Kneeling to take a stand


Tina Dang

Cleveland football players take a knee during the National Anthem before the start of the Homecoming game against Chief Sealth on Oct. 14, 2016.

Ronnie Estoque, Reporter

San Francisco 49ers quarterback Colin Kaepernick sparked major controversy when he decided to remain seated during the National Anthem of a preseason game this past August. His act of protest was to shed light on police brutality and racial injustices that have been occurring across our country – but what followed was a storm of contrasting criticism and support from people from all over.

As a publication, we are in full support of Kaepernick’s protest of the National Anthem as we deem it his First Amendment right and our responsibility to shine a light on acts of injustice that revolve around racial prejudice within our own community. 

Our school has been active on its stance on the Black Lives Mater movement. On October 19, Cleveland teachers were amongst the 2,000 educators in the Seattle School District that wore “Black Lives Matter” shirts to school. Students also joined the act of solidarity by wearing all black to school that same day to show their support.

The achievement gap between black students and their counterparts is absurdly high. According to the Seattle School District in 2013-14, the suspension/expulsion rate for African-American students was four times higher than for white students.  These students that miss school due to suspension miss critical days of school and can fall behind in their classes. Consequentially, African American students and other students of color are receiving high school diplomas at an alarmingly lower rate than their white peers.

To tackle this issue, Cleveland has implemented restorative justice circles, which are led by the new Dean of Students, Caine Lowery. Instead of immediately handing out suspensions to students for breaking school code, students are invited to have discussions with Lowery and teachers about how to reach more effective solutions.

Traditions such as standing up for the National Anthem have become symbols that we associate with national pride for our country. When symbols such as the flag are put into question, people become angry and are easily riled up, but remain silent when unarmed black men are killed at the hands of police.

Many of Kaepernick’s critics say his act of kneeling is disrespectful towards veterans who have served our country. Those people have misconstrued his action with their own personal beliefs about the flag and why they stand up before games. And the same people who are complaining about Kaepernick taking a knee are usually the same ones on their cell phones, disengaged, when the National Anthem plays. How many of you stop where you are and remove your hat when you hear the first strands of the song?

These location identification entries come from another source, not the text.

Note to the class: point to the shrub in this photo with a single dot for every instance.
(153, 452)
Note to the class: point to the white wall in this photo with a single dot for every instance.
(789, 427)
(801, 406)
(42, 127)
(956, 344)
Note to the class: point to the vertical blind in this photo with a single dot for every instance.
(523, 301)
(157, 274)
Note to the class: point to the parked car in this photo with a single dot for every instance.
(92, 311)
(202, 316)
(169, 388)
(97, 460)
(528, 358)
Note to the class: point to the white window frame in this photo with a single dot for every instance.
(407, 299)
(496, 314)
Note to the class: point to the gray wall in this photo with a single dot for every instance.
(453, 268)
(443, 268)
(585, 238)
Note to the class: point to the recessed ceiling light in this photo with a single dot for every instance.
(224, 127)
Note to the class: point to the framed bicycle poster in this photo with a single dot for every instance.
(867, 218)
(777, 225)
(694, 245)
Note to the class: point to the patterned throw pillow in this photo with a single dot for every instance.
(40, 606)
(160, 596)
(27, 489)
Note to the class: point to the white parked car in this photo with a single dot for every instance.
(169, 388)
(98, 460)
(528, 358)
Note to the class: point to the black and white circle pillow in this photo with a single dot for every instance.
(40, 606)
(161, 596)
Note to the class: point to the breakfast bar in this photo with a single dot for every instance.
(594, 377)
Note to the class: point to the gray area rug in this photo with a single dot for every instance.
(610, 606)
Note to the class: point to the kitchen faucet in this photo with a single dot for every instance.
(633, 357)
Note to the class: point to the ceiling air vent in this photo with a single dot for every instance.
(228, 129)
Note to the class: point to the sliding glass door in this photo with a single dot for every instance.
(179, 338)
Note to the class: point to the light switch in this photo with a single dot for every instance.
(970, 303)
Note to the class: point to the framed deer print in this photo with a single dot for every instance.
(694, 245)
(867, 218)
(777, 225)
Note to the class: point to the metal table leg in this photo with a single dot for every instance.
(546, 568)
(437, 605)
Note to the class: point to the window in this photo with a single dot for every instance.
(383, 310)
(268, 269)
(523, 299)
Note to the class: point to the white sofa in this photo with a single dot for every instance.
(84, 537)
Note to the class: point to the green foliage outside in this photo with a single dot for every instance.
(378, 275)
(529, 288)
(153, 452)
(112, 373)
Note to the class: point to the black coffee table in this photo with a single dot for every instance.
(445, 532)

We believe that the reasons why people stand for the national anthem varies on what the flag and the song means to them individually. Often overlooked, the third stanza of ‘The Star-Spangled Banner’ includes the line “No refuge could save the hireling and slave/ From the terror of flight or the gloom of the grave.” This has sparked the conversation as to whether or not the song is racist, and shows how ironic the song can be when it’s role is to highlight the freedom and justice that supposedly exists for everyone in our country.

With all the chaos that is happening in our country revolving around police shootings and racial prejudice, it is clear to see that justice does not ring within our country’s land. Even within our own school district there are equity issues that are yet to be fixed. Kapernick’s protest is synonymous with Cleveland’s decision to change our own racial bias and injustices within our community. To those who do stand for the National Anthem, we pose the question: Are liberties of all people being upheld by our justice and school systems?

The staff unanimously approved the silent protest as part of Kaepernick’s first amendment rights.